Cette combinaison de sincérité à l’état brut et de talent ont donné vie à certaines des chansons les plus populaires de notre époque. Mais l’attention permanente des médias et une vie personnelle compliquée associées à un succès planétaire et un mode de vie instable ont fait de la vie d’Amy Winehouse un château de cartes à l’équilibre précaire.Le grand public a célébré son immense succès tout en jugeant à la hâte ses faiblesses. Ce talent si salvateur pour elle a fini par être la cause même de sa chute. Avec les propres mots d’Amy Winehouse et des images inédites, Asif Kapadia nous raconte l’histoire de cette incroyable artiste, récompensée par six Grammy Awards.

Un talent exceptionnel, un succès phénoménal, un destin tragique: voici résumé en trois étapes le parcours chaotique de la star Amy Winehouse. Comme tout bon biopic qui se respecte, le documentaire qu’en tire Asif Kapadia respecte à la lettre ces préceptes. Il en résulte alors un étrange sentiment de fascination/répulsion. Fascination pour cet enfant des quartiers populaires de Londres, très vite repéré pour sa voix grave et perchée. Sa maturité juvénile et son charisme mutin complètent assez tôt la panoplie de la parfaite célébrité en devenir. Membre du club des 27, elle est comme ses illustres prédécesseurs une écorchée vive qui façonne son art pour mieux résister à des envies de trépassement. Paradoxalement à cette fuite en avant, elle ne cessera jamais d’osciller entre provocation gratuite et candeur de petite fille.

La dualité, bien que mise en avant par le film, reste quelque peu embarrassante. Non pas qu’il réinvente la vie mouvementée de la jeune britannique, la véracité des faits illustrés et des propos captés étant plutôt à mettre à l’actif du documentariste. Ce qui dérange ici tient du fait d’un montage un rien sensationnaliste. Cette alternance de narration dramatique entre avancée chronologique et retour en arrière dénote une sincère envie d’englober une courte mais dense carrière. L’inconvénient est qu’il traîne parfois en longueur à force de trop schématiser. Il finit ainsi par épouser la forme de reportages tape à l’œil, ne retenant principalement que les frasques répétées de l’ange déchue. C’est d’autant plus dommage qu’il insiste par ailleurs fort à propos sur la toxicité reconnue de la médiatisation à outrance. Pour preuve, les passages ou la chanteuse reste très lucide sur la fulgurance incroyable de sa réussite et répète à qui veut l’entendre qu’elle n’est pas armée pour y faire face. Sa musique, puisée dans le jazz des Bobby Womack Chet Baker et autre Milles Davis ainsi que la soul des grandes sœurs Billie Hollyday et Nina Simone, reste profondément confidentielle et ne convient pas à la démesure commerciale des gros labels.

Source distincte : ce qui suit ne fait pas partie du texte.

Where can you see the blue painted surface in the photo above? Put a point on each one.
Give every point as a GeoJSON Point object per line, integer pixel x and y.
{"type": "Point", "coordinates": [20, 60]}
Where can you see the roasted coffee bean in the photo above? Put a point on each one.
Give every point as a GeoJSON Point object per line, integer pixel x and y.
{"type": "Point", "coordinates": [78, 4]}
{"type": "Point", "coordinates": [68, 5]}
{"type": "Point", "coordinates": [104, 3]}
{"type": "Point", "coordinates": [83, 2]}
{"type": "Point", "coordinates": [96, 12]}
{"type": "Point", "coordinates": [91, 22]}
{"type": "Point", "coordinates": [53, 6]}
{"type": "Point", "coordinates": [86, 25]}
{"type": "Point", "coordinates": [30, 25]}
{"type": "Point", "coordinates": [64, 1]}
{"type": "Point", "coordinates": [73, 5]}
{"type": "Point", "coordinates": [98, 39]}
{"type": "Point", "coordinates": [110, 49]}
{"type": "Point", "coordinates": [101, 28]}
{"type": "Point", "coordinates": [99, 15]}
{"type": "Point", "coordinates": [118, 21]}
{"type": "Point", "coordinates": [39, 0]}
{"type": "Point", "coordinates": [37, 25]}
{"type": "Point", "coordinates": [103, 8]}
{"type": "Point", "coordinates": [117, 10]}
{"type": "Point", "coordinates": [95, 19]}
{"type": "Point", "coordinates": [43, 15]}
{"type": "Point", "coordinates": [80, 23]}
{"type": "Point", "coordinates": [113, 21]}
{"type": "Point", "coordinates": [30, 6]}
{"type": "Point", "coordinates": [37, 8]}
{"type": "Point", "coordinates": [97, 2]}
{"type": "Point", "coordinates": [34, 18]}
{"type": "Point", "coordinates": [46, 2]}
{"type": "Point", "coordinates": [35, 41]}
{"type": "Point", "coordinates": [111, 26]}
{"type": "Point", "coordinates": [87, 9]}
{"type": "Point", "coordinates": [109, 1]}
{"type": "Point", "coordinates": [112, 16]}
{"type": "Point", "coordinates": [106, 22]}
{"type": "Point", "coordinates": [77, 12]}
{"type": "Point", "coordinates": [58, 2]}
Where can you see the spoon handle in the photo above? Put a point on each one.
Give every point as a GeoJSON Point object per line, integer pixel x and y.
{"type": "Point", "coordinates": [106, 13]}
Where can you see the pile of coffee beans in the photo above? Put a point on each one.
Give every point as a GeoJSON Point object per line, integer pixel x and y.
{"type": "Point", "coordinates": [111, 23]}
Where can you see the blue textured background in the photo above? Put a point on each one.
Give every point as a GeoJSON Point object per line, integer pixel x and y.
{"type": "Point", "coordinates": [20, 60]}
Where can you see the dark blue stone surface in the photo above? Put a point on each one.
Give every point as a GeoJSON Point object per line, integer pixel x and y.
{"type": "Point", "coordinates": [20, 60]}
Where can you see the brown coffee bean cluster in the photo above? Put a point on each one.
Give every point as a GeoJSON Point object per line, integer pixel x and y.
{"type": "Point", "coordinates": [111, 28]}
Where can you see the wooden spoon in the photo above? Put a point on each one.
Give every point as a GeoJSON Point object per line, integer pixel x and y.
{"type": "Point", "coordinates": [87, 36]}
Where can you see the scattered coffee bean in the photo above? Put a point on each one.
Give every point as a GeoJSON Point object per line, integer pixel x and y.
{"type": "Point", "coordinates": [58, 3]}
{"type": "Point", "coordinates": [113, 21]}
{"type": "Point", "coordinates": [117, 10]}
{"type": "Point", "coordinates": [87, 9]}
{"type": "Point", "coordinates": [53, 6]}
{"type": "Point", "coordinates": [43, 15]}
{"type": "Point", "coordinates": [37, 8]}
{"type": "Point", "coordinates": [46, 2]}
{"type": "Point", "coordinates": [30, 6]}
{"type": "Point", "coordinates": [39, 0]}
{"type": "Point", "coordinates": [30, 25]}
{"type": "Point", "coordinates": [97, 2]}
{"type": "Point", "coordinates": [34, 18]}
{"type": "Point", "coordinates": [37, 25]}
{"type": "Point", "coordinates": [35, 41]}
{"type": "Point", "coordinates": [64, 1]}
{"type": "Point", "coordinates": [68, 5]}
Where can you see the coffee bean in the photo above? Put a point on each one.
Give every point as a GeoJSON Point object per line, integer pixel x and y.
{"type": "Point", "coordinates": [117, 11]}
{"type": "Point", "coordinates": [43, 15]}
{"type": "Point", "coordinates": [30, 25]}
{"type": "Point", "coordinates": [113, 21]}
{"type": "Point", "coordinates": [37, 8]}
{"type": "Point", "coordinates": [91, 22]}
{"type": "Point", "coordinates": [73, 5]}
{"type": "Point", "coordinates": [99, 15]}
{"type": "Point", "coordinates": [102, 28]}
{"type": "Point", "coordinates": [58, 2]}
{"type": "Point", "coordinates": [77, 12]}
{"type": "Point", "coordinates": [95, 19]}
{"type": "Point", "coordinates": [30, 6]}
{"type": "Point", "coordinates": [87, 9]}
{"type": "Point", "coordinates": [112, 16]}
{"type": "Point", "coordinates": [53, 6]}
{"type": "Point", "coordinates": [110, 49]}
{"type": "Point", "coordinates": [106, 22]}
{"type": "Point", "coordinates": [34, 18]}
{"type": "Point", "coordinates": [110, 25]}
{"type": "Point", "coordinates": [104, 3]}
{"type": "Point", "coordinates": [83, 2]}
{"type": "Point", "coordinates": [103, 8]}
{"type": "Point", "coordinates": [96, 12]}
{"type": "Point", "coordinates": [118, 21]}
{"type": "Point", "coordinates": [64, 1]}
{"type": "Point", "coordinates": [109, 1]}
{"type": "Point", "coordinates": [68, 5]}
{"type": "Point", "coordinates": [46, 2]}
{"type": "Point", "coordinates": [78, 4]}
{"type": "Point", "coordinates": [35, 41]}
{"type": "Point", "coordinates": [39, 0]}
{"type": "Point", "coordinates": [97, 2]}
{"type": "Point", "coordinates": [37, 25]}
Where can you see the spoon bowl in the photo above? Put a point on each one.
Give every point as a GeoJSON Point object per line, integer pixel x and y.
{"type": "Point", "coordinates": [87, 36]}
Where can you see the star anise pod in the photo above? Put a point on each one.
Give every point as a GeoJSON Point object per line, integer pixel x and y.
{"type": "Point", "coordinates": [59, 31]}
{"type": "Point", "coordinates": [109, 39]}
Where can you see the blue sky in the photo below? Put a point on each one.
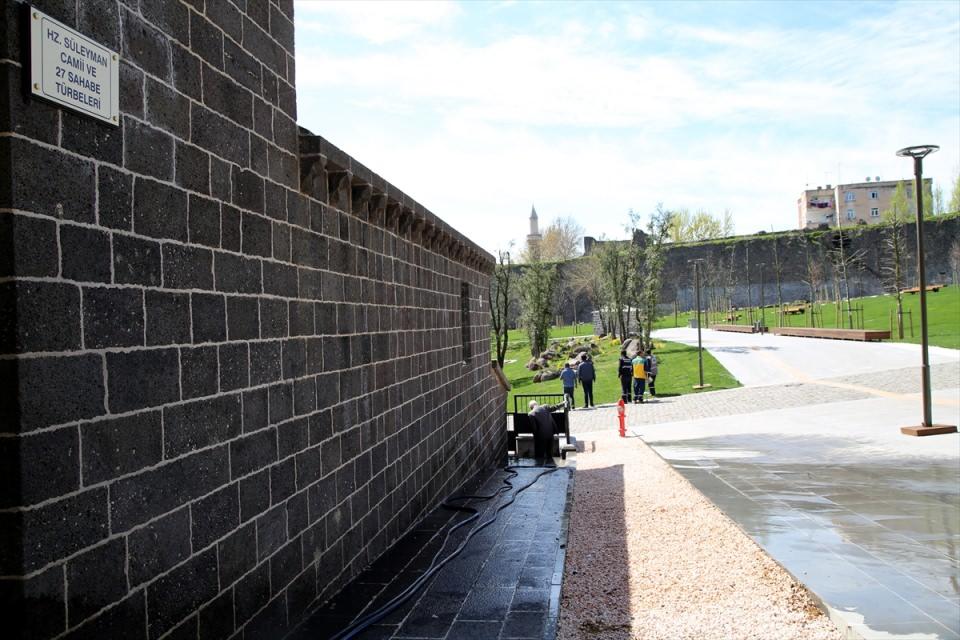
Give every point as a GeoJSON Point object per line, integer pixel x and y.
{"type": "Point", "coordinates": [479, 109]}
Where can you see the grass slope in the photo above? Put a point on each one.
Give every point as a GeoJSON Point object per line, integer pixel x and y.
{"type": "Point", "coordinates": [943, 316]}
{"type": "Point", "coordinates": [677, 366]}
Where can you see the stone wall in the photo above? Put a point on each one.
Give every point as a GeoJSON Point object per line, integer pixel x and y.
{"type": "Point", "coordinates": [235, 364]}
{"type": "Point", "coordinates": [794, 249]}
{"type": "Point", "coordinates": [732, 266]}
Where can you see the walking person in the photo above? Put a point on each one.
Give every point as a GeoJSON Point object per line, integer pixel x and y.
{"type": "Point", "coordinates": [587, 375]}
{"type": "Point", "coordinates": [569, 379]}
{"type": "Point", "coordinates": [639, 377]}
{"type": "Point", "coordinates": [651, 373]}
{"type": "Point", "coordinates": [625, 372]}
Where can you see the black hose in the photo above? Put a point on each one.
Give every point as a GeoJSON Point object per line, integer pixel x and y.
{"type": "Point", "coordinates": [359, 625]}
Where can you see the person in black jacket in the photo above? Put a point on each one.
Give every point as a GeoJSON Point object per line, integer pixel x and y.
{"type": "Point", "coordinates": [543, 428]}
{"type": "Point", "coordinates": [587, 375]}
{"type": "Point", "coordinates": [625, 372]}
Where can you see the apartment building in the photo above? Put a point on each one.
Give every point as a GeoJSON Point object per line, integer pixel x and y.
{"type": "Point", "coordinates": [854, 203]}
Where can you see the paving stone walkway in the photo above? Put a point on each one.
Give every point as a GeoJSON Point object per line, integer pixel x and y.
{"type": "Point", "coordinates": [817, 473]}
{"type": "Point", "coordinates": [506, 583]}
{"type": "Point", "coordinates": [742, 400]}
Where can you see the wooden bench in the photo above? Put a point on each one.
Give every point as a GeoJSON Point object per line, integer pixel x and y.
{"type": "Point", "coordinates": [915, 290]}
{"type": "Point", "coordinates": [863, 335]}
{"type": "Point", "coordinates": [738, 328]}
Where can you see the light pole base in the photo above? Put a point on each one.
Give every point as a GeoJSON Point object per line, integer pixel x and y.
{"type": "Point", "coordinates": [928, 430]}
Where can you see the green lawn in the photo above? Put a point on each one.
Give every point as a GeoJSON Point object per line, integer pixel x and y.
{"type": "Point", "coordinates": [943, 316]}
{"type": "Point", "coordinates": [677, 366]}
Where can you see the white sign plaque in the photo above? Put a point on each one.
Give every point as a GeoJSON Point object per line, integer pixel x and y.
{"type": "Point", "coordinates": [73, 70]}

Grave à été l’erreur de vouloir la faire concurrencer Beyonce, Bitney Spears ou Justin Timberlake. De concerts ratés en tournées avortées, le calvaire de la diva ne pouvait se conclure que tragiquement. D’un naturel anxiogène, elle n’a jamais su jouir pleinement de son aura. Les circonstances atténuantes sont nombreuses: mère absente ès l’enfance, père ignoblement mercantile, promoteurs et médias atrocement envahissants, fortes addictions aux drogues dures et à l’alcool. Alors qu’elle tente très laborieusement de se défaire de toutes ses tares, elle rencontre le dénommé Blake qui la maintient dans une dépendance suicidaire. C’est le coup de grâce dont elle n’avait pas besoin. Les amis de toujours et les quelques attaches du milieu musical ont beau jeux de la retenir, rien n’y fait.

Rien de révolutionnaire ne nous est apprit, surtout pour les fans de la première heure, et la redondance explicitée plus haut n’est pas pour nous rassurer. Le portrait, tiré à gros traits, et les violons accordés ne nous y aide pas plus. Quel intérêt reste t’il donc à accorder à cet énième biopic de star meurtrie? celui d’une démarche honnête qui n’entend pas déresponsabiliser la sulfureuse compositrice. Pas plus qu’elle ne cherche à enjoliver la responsabilité d’une époque moderne plus que jamais assoiffée de sang. Janis Joplin, Jimmy Hendrix, ou Jeff Buckley plus tard ont été les malheureux précurseurs d’un machiavélique système. Celui-ci demande toujours plus de starisation et se nourrit de la peopolisation des artistes pour mieux les détruire de l’intérieur. Effrayant, surtout lorsque les responsables de ce marasme continuent d’exercer la même pression librement. D’autant plus glaçant lorsque ce système ne peut exister que par notre indéniable soif de ragots.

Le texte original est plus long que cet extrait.